To samo i nawet nie inaczej:
----------------------------
Czym/kim jest 'ten oto'? Tym: "ni to świnio-byk ni to koto-pies" /bez
znaczenia/
... a rzetalny, 'autentyczny' "zegarmistrz"?
Odmierza/nakręca/reguluje/dostrzega..., popycha, obserwuje i na nowo... i na
nowo...
A tycztomek /na zewnątrz marnota, albo nie - powtarzam: bez znaczenia/? A
popatrz na wskazówki!
A z jaką dokładnością? Ile obrotów? /obserwuj, obserwuj..., popychaj,
reguluj, nakręć i na nowo/.
Lata? Miesiące? Godziny? Minuty? Sekundy? Mili_sekundy?

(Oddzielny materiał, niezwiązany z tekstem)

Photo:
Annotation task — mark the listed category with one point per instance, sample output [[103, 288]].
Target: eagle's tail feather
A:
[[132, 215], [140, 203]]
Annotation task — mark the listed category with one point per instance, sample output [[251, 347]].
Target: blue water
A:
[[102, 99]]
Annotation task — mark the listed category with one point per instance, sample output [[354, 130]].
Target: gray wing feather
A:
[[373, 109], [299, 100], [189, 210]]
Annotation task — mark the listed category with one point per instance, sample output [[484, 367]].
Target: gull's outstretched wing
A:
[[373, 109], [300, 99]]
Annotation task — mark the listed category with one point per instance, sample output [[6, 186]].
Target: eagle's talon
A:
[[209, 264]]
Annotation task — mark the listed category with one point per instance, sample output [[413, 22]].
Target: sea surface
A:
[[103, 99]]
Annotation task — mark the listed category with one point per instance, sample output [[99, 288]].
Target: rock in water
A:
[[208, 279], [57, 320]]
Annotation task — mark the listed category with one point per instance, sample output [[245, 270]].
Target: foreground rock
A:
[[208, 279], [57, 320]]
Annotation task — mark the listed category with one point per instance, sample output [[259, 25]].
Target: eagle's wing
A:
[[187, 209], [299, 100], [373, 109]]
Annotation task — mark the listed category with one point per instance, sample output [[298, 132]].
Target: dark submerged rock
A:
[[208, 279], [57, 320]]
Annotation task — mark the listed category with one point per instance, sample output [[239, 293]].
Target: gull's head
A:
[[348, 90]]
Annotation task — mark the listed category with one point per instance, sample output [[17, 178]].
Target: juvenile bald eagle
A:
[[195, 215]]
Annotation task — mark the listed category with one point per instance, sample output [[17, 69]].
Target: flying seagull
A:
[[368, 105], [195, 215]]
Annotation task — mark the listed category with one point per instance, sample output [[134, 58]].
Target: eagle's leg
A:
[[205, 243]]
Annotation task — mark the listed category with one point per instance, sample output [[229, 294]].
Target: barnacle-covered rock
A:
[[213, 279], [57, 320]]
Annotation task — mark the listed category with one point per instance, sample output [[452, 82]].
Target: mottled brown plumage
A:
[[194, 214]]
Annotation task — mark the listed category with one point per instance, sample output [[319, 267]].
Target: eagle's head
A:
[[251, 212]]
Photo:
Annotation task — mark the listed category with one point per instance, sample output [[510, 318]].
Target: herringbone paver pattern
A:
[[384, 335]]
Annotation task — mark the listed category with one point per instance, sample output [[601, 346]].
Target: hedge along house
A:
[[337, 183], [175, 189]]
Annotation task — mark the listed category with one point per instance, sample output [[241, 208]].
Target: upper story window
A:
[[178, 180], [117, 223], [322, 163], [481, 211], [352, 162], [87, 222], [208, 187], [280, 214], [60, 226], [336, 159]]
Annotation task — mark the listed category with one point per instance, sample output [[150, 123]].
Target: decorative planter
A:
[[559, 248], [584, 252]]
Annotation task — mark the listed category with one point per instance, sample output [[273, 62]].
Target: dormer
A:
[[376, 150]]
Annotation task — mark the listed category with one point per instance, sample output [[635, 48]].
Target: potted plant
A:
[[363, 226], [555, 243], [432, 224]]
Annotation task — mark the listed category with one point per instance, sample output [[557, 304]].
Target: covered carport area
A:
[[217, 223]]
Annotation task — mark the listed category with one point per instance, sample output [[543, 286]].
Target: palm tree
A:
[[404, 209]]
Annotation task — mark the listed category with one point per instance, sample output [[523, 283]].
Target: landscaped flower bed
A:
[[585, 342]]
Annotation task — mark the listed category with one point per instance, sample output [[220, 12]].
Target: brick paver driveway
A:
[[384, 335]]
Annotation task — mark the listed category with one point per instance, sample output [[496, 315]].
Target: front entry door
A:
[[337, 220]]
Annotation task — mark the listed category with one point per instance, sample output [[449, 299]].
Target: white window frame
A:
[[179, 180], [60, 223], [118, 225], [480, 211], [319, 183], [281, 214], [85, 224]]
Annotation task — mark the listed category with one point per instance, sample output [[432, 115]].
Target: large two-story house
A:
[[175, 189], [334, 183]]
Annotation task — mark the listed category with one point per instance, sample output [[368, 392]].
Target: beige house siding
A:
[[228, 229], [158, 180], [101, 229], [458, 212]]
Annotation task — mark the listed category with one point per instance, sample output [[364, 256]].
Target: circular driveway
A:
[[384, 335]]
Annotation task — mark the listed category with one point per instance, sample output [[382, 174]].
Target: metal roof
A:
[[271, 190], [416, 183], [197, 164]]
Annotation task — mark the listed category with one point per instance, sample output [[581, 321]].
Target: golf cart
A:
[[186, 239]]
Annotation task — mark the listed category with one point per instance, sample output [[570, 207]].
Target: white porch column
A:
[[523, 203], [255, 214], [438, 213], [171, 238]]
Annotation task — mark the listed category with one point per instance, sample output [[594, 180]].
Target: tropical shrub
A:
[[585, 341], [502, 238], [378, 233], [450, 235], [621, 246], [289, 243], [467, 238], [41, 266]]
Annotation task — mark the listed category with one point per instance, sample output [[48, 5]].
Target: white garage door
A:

Mikro_sekunty?
Nano_sekundy?
_PROCES_
Chcesz dostrzegać? Gdybyś 'słuchał/a' 'tyka_nia' nie trzeba by
'informować'... Bez względu na 'jakość'.., to po prostu 'słychać/widać'.
Jeżeli 'gadasz' z rzetelnym "zegarmistrzem", to nie licz faworyzowanie
'zegarów' /również swoich/ tylko na podstawie koloru, czy estetyki wykonania
obudowy... Proces pochodzi z głębi... Z mechanizmu.
Wsłuchaj się w 'tykanie' 'tysięcy'... - a niech ewoluują, a niech się
'wyregulują'... a niech.. a niech... /'tkliwa dynamika'/.
Na PSP każdy jest 'zagarmistrzem' swojego losu i losu Grupy /stada/ - na
tyle, na ile 'można'.
Jedno 'tyknięcie' -jeszcze wczoraj złomowatego 'budzika'- nie czyni
wiosny... ale budzi nadzieję autentycznego, rzetelnego, uczciwego
'zegarmistrza' - /TŻPG - i w bliżej nie określonym kierunku/.
"liryka, liryka,
tkliwa dynamika,
psycholologia
i dal" [parafraza]
--
tomek /murarz, tynkarz, akrobata - laik, nie Psycholog/
**
"Przy utrzymaniu obecnego tempa wymiany personelu
pewnego dnia ludzie będą okazami równie rzadkimi jak ptaki dodo."